PM2.5 is associated with proximity to traffic
in most, but not all cases.
Both regional background and local sources contribute to
site-specific PM2.5 concentrations.
The ``near-roadway increment'' of PM2.5 tends
to be comprised of approximately 50-80% black or
[[Page 12473]]
elemental carbon (indicating mobile sources are a key source).
Some examples of the types of studies we examined include Lena et
al. (2002), where investigators from Columbia University conducted a
community-based study in a neighborhood of the South Bronx, NY, with
heavy freight traffic. Vehicle counts and EC concentrations were
monitored over a 10-12 hour period at several sites along designated
truck routes and other neighborhood sites. Within the neighborhood, EC
was 20-28% of ambient PM2.5 along truck routes, but only 13-
16% at non-trucks sites. Trucks were estimated to contribute between
5.0-14.2 [mu]g/m3 PM2.5, depending on the level
of truck traffic.
In a study by Indale (2004), investigators from the University of
Tennessee-Knoxville and Oak Ridge National Laboratory conducted air
quality monitoring and modeling at a large truck stop along a freight
corridor outside Knoxville, TN. Continuous PM2.5 and
NOX monitoring took place between December 2003 and
September 2004. Monthly-averaged PM2.5 ranged from 27-40
[mu]g/m3 within the truck stop, with the 98th percentile of
daily values exceeding 65 [mu]g/m3. Regional background
PM2.5 during the same interval was only 14 [mu]g/
m3. PM2.5 and NOX concentration within
the truck stop tracked the number of idling trucks within the truck
stop closely, which was highest at night. Hourly PM2.5
concentrations within the truck stop averaged 10 [mu]g/m3
greater than along the interstate highway 200 meters distant. EPA notes
that the findings of this study are more relevant to how
PM2.5 air quality would be affected by freight or bus
terminals, as opposed to highway facilities servicing truck routes.

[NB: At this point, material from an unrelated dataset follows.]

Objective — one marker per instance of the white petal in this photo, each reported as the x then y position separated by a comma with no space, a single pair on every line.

Finally, in Brauer et al. (2003), investigators obtained
``annualized'' average PM2.5 and black carbon at 40-42
locations in each of three locations: The Netherlands (nationwide),
Stockholm County (Sweden), and Munich, Germany. Monitoring consisted of
samples taken 15 minutes of every hour over 4 two-week periods
throughout a 17-month period, normalized to a central monitor.
Locations consisted of ``traffic'' sites (>3,000 vehicles/day within a
50 m radius), ``urban background'' sites, and rural sites.
PM2.5 was 8-35% higher, and black carbon was 43-84% higher
at ``traffic'' sites than at ``urban background'' sites. Using
regression within each area of study, traffic intensity on roads within
250 meters explained 30-40% of the variability in PM2.5, and
54-70% of variability in black carbon. Traffic was the strongest
explanatory variable in all statistical models.
EPA notes that its understanding of the potential for
PM2.5 hot-spots from transportation projects has evolved
over the past three years. In the November 2003 proposal (68 FR 62713),
EPA proposed options that would have required no PM2.5 hot-
spot analyses, or only analyses in limited cases--which reflected its
understanding at that time of the limited potential for transportation-
related PM2.5 hot-spots. Most of the research studies that
had been reviewed by late 2003 indicated that concentrations of some
components of PM2.5 increased near heavily traveled
roadways. EPA considered at that time that many of these studies did
not measure PM2.5 directly, but rather, considered
concentrations of some components of PM2.5, such as BC and
ultrafine particles.
In proposing additional options in the December 2004 supplemental
proposal after receiving public comment, EPA considered additional
studies and reconsidered some of its previous statements from the
November 2003 proposal. For example, EPA now believes that the
information considered in the November 2003 proposal as well as the
most recent information available does indicate a potential for higher
localized emissions and PM2.5 concentrations near certain
transportation facilities. Since November 2003, EPA has considered how
information underlying previous statements was developed, including how
localized emissions increases and existing background concentrations
relate to the potential for localized violations of the
PM2.5 standards.
Furthermore, EPA had stated in the November 2003 proposal that
PM2.5 monitoring data available at that time indicated that
PM2.5 air quality problems were similar to ozone in that
they are both primarily regional in nature, which the Agency now
believes was an incomplete assessment of the broader PM2.5
air quality problem. EPA now believes that PM2.5 is both a
regional and a localized air quality concern in certain circumstances.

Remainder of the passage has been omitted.